Comme nous l’avions écrit la semaine dernière, une planification est actuellement en cours au CENTCOM à Tampa (en Floride), regroupant les US Marines américains et Royal Marines britanniques. Cette planification vise à rouvrir, par la force, le détroit d’Ormuz avec une force minimale et, ensuite, le tenir afin d’y rétablir la circulation maritime des navires pétroliers et des porte-conteneurs. Pour ce faire, il faut s’emparer de points clés, sans doute aussi de l’île de Kharg où se trouve ce que des spécialistes appellent « le point de faiblesse majeur du régime iranien ». Cette prise de gage, de par les effets qu’elle aurait sur l’économie iranienne et le financement du régime, pourrait forcer ce dernier à négocier. Une opération amphibie est toujours risquée, car la coordination entre les éléments des trois dimensions (aérienne, navale et terrestre) y est par définition délicate.
Les forces navales, aéronavales et amphibies américaines et britanniques y sont rompues, contrairement à celles d’autres pays, y compris le nôtre, où leurs unités appartiennent à différentes armées. Ainsi, nos troupes dites de marine n’ont de naval que leur insigne, depuis leur fait d’armes créateur à Bazeilles, en septembre 1870. Aux États-Unis et au Royaume-Uni, Tripoli et Trafalgar évoquent bien des opérations navales et le personnel afférent appartient bien aux marines des deux pays et pas à leurs armées de terre respectives. Le corps des US Marines dispose, de surcroît, de toute l’aviation, légère ou pas, de soutien pour à la fois les appuyer par le feu et par le transport.
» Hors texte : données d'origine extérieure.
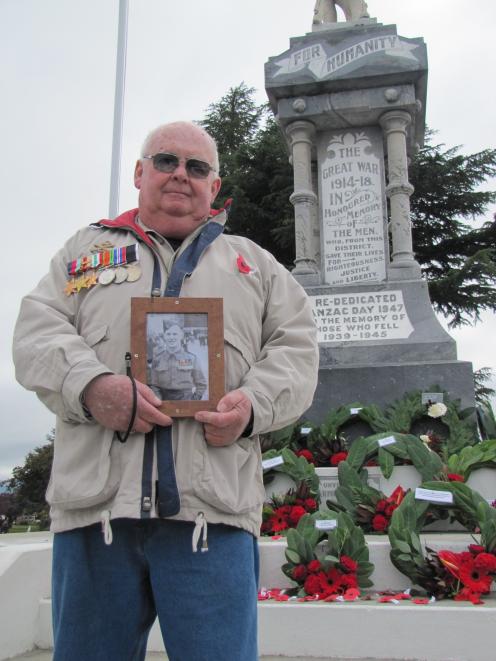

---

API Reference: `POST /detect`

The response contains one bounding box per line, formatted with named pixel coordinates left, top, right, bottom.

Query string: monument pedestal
left=265, top=18, right=474, bottom=423
left=306, top=280, right=475, bottom=424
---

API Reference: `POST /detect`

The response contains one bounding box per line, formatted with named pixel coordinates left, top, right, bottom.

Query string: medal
left=115, top=266, right=127, bottom=285
left=98, top=269, right=115, bottom=285
left=126, top=264, right=141, bottom=282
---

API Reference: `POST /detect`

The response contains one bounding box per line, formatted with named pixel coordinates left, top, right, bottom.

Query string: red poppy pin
left=236, top=253, right=255, bottom=275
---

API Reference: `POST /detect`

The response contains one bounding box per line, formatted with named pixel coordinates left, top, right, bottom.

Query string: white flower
left=427, top=402, right=448, bottom=418
left=419, top=434, right=432, bottom=452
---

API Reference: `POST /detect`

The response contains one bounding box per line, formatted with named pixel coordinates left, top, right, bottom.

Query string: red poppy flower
left=267, top=512, right=289, bottom=532
left=303, top=574, right=322, bottom=594
left=305, top=498, right=318, bottom=511
left=331, top=452, right=348, bottom=466
left=388, top=486, right=406, bottom=505
left=291, top=565, right=307, bottom=581
left=460, top=565, right=493, bottom=594
left=474, top=553, right=496, bottom=573
left=307, top=560, right=322, bottom=574
left=296, top=448, right=315, bottom=464
left=375, top=499, right=387, bottom=512
left=323, top=567, right=344, bottom=594
left=341, top=574, right=358, bottom=588
left=447, top=473, right=465, bottom=482
left=372, top=514, right=389, bottom=532
left=236, top=254, right=253, bottom=273
left=468, top=544, right=486, bottom=555
left=339, top=555, right=358, bottom=572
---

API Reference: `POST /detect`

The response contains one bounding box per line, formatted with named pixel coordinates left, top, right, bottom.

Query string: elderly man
left=14, top=122, right=318, bottom=661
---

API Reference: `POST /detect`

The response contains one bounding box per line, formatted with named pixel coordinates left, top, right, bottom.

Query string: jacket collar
left=92, top=198, right=232, bottom=248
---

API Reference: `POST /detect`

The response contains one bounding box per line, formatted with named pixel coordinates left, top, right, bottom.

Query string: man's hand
left=195, top=390, right=251, bottom=446
left=84, top=374, right=172, bottom=433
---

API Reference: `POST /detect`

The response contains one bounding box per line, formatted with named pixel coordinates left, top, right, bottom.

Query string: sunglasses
left=142, top=152, right=215, bottom=179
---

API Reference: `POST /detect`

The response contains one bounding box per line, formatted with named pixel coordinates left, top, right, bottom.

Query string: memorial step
left=34, top=597, right=496, bottom=661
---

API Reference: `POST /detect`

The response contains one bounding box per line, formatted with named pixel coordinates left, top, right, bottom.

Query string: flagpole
left=109, top=0, right=129, bottom=218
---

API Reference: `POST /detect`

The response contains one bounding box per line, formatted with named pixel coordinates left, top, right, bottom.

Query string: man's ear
left=210, top=177, right=222, bottom=204
left=134, top=159, right=143, bottom=190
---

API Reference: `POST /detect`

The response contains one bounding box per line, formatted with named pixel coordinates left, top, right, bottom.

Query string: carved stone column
left=380, top=110, right=421, bottom=280
left=286, top=120, right=319, bottom=284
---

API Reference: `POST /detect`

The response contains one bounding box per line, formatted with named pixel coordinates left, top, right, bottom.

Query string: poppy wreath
left=327, top=461, right=407, bottom=533
left=340, top=431, right=443, bottom=483
left=260, top=448, right=320, bottom=536
left=389, top=482, right=496, bottom=603
left=447, top=439, right=496, bottom=482
left=296, top=402, right=363, bottom=467
left=282, top=510, right=374, bottom=601
left=360, top=385, right=477, bottom=455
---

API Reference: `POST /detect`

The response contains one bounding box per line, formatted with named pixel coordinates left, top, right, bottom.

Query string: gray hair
left=141, top=122, right=219, bottom=173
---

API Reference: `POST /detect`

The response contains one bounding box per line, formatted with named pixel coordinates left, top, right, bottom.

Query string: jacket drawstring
left=192, top=512, right=208, bottom=553
left=100, top=510, right=113, bottom=546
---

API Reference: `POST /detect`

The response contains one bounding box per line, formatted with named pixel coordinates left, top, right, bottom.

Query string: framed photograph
left=131, top=296, right=224, bottom=417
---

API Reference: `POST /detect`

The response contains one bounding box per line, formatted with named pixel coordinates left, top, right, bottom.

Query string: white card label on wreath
left=315, top=519, right=338, bottom=530
left=377, top=436, right=396, bottom=448
left=422, top=392, right=444, bottom=404
left=262, top=455, right=284, bottom=470
left=415, top=487, right=453, bottom=504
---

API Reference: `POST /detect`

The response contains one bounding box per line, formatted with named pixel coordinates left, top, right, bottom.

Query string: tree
left=200, top=82, right=267, bottom=178
left=410, top=138, right=496, bottom=326
left=5, top=429, right=55, bottom=527
left=202, top=83, right=496, bottom=326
Cette prise de gage nécessiterait ensuite une relève sur place par d’autres troupes, peut-être européennes ou arabes, une fois la situation stabilisée.
L’appui à un changement de régime politique en Iran
Des forces, cette fois-ci aéroterrestres, spéciales et parachutistes pourraient être simultanément engagées sur certains points sensibles des institutions iraniennes à Téhéran et ailleurs. Souvenons-nous qu’en Afghanistan, en novembre 2001, une fois Kaboul occupée, le régime des talibans s’était ensuite évaporé dans la nature, certains étant restés sur place, mais la barbe rasée (comme l’officier de police de faction au carrefour devant l’ambassade de France, selon M. Eric Lavertu, alors conseiller culturel de l’ambassade et qui le connaissait d’avant). Cela voudra dire qu’au-delà des protestations de fanatisme proférées sur les ondes, les mollahs auront perdu auparavant tout contrôle sur leurs séides : gardiens de la révolution et bassidji (miliciens ou policiers) qui, à l’instar des talibans, se seront auparavant rasé de près et auront jeté aux orties leurs uniformes. Ces terroristes pourraient aussi soit « résister jusqu’aux derniers » soit être « aidés » dans leur exfiltration vers d’autres cieux plus cléments. Certains pourraient même choisir l’Europe comme terre d’accueil, même si cette dernière les a, il y a quelque temps, qualifiés d’organisation terroriste. Ce changement de régime, avec l’arrivée ou non de Reza Pahlavi à la tête d’une autorité de transition, matérialiserait de fait une victoire définitive du camp américano-israélien. Mais nous n'en sommes pas encore là.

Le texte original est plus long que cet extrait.